For extra points support lossless on alpha, and lossy on the other channels, that is a VERY good option for many workflows.
Gives alpha and lossless, you are pretty much guaranteed professional users.
I'm sure its a worthy project and no doubt based on very solid maths and engineering. However I'm also sure it'll be forgotten about this time next week. There are too many codecs fighting it out already - yet another one is just a bit more noise in the background. Sorry, but thats just the way it is.
I'm a bit worried about the big focus on "blocks" for such a video codec. Originally, the blocks used in the JPEG image coder was put there to make sure that you could stream-encode images using reasonably cheap silicon back in the eighties. No one really wants the blocks, they were a necessary limitation. Using the same algorithm as JPEG but removing the blocks gives a serious quality boost.

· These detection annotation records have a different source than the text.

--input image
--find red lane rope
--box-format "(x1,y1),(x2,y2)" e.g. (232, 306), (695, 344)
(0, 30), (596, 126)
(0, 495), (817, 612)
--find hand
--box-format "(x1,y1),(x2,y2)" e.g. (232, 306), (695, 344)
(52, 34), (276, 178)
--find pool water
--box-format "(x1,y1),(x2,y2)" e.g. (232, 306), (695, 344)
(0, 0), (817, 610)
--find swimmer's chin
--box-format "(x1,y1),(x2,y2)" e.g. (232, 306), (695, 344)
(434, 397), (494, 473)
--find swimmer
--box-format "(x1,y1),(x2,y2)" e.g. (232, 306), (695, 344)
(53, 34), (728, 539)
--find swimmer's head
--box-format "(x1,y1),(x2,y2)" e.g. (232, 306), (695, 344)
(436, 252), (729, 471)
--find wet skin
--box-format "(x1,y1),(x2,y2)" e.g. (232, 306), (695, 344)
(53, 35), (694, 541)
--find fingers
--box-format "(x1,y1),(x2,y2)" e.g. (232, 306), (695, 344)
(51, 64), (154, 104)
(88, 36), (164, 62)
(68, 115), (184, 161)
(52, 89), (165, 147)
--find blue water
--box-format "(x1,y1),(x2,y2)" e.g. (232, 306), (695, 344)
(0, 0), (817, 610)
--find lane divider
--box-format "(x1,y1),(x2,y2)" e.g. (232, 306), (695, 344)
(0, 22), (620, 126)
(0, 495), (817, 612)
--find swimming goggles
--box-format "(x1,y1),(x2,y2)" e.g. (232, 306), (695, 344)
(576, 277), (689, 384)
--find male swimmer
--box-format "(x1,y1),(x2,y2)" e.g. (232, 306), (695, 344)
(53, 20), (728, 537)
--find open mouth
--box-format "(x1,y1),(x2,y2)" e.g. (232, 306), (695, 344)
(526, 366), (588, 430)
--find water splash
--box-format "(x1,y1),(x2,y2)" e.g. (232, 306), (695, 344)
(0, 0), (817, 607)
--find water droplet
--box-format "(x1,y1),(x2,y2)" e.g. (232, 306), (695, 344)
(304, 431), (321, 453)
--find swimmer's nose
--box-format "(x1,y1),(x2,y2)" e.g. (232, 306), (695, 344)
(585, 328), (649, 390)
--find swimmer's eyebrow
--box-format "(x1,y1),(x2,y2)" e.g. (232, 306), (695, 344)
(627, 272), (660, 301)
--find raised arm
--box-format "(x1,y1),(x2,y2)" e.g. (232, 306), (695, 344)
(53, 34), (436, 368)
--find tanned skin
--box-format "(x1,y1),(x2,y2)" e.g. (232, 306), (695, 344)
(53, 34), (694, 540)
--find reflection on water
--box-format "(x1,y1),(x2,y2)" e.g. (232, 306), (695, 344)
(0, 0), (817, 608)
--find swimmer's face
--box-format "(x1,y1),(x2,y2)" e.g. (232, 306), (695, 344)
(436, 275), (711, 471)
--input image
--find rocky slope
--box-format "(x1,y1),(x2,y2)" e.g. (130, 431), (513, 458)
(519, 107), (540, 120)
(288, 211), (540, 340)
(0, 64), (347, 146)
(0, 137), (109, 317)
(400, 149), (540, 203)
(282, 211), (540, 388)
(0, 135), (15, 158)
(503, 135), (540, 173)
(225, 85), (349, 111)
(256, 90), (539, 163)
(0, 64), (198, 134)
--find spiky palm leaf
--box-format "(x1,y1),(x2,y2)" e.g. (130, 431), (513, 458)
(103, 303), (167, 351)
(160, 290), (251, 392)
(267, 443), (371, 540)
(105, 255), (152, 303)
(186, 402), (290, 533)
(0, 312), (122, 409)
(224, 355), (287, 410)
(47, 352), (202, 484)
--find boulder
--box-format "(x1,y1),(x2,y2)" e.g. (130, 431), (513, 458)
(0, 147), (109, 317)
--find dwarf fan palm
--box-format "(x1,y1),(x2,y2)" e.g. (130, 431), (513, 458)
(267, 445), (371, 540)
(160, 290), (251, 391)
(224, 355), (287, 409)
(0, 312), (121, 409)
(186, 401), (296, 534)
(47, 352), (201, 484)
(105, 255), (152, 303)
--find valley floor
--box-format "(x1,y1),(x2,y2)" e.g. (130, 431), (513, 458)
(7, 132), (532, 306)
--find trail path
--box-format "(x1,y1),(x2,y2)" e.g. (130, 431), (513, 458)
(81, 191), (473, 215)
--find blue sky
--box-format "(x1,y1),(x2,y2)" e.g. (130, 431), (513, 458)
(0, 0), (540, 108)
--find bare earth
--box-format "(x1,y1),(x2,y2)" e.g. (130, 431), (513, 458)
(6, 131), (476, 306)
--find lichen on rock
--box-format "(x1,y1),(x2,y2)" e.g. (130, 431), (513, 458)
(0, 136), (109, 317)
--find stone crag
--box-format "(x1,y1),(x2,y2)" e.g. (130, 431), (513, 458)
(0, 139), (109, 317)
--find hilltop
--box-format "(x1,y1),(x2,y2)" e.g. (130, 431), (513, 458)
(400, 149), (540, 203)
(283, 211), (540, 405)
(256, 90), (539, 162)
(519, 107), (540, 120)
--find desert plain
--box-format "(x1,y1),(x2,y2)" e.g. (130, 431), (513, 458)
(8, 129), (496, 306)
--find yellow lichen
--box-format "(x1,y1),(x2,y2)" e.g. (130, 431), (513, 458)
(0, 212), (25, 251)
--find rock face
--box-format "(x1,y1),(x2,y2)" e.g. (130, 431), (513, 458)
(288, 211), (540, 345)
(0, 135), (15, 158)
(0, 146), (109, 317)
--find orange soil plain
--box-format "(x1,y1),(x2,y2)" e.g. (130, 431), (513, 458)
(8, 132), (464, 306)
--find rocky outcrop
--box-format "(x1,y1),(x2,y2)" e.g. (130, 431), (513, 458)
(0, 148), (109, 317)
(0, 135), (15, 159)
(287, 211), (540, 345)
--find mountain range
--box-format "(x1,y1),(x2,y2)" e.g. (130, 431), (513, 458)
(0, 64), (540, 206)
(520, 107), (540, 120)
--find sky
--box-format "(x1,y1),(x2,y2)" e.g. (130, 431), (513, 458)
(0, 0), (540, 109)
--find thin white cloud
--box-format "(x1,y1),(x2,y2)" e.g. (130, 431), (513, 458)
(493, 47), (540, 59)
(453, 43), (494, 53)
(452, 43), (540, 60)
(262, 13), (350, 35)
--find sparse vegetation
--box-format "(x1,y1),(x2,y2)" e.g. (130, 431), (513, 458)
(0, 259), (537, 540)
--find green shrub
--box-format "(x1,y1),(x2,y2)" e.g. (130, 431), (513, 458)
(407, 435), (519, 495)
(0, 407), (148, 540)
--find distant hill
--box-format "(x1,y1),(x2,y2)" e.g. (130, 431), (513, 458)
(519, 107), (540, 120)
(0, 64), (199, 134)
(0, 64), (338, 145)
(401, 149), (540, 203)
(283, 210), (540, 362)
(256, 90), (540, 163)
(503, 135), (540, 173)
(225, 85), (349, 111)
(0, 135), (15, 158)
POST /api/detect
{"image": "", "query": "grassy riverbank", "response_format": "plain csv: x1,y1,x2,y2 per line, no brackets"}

This codec will never run on hardware that can't handle more than 16 x 16 pixels at once. The lowest specs that will encode these frames will be hand-held cameras, which will have more than enough ram to buffer at least two full frames, and use a small FPGA for encoding/decoding. Everything else will be decoded by a GPU directly to the framebuffer, and likely encoded by the same GPU. Even server farms have these for processing media.
There's also no issue with streaming as far as I know. Both DCT and Wavelet based coders can packetize the important bits in a frame first, and the less important bit later, so that a slow connection can still decode a degraded image even if not all bits are received. This without splitting the image into blocks.
c++;
I can see the new lapped transform improving the video quality in all kinds of situations -- particularly in cartoon animation, which has historically suffered through one codec after another.

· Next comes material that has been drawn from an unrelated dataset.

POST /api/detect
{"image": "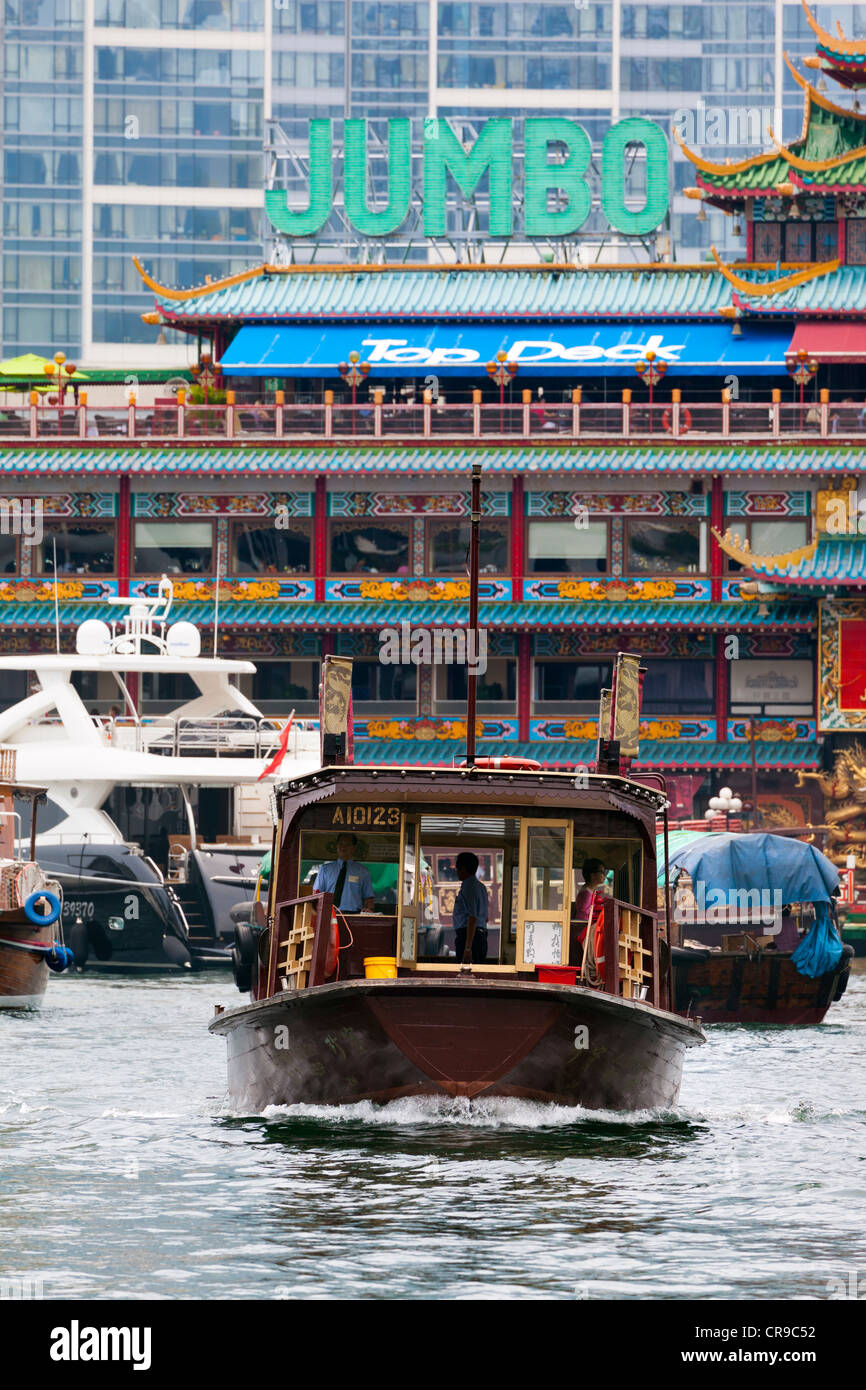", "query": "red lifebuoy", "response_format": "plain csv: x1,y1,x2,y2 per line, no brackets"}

662,406,692,434
464,758,541,773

I'm holding out hope that this codec supports subtitles as filters, so we can bake them in without actually baking them in, if you catch my drift. One of the biggest challenges I've faced when working with video encoding is that container formats are notoriously unsupported across the entire spectrum of video players.
Wow, were do I get my drive?
Because the codecs he listed are precisely the sort of names that the AC was whining about.
No, much easier to bitch about it and hope like hell that everyone stays on h.264/5 because you lambasted the fucking NAME.
Ferfecksake, grow up.
Sorry, you have a defective brain?
If you make up a name for it, then it doesn't matter what name it has, it'll have the one you've offered to them.
Which you would not be calling gay, would you.
Huh, the lapped transform is not quite "beyond" next-gen codecs like HEVC. In fact, the [over]lapped transform is already part of the WMV9/VC-1 codec, and it didn't really have a significant impact on coding efficiency (it does tend to look more blurry than blocky at very high quantization, but both cases look like crap at these levels)
Help! I am a self-aware entity trapped in an abstract function!
I already have to serve 2 versions of a video to make sure everyone can see it on the web. It was not obvious to me that we needed another codec.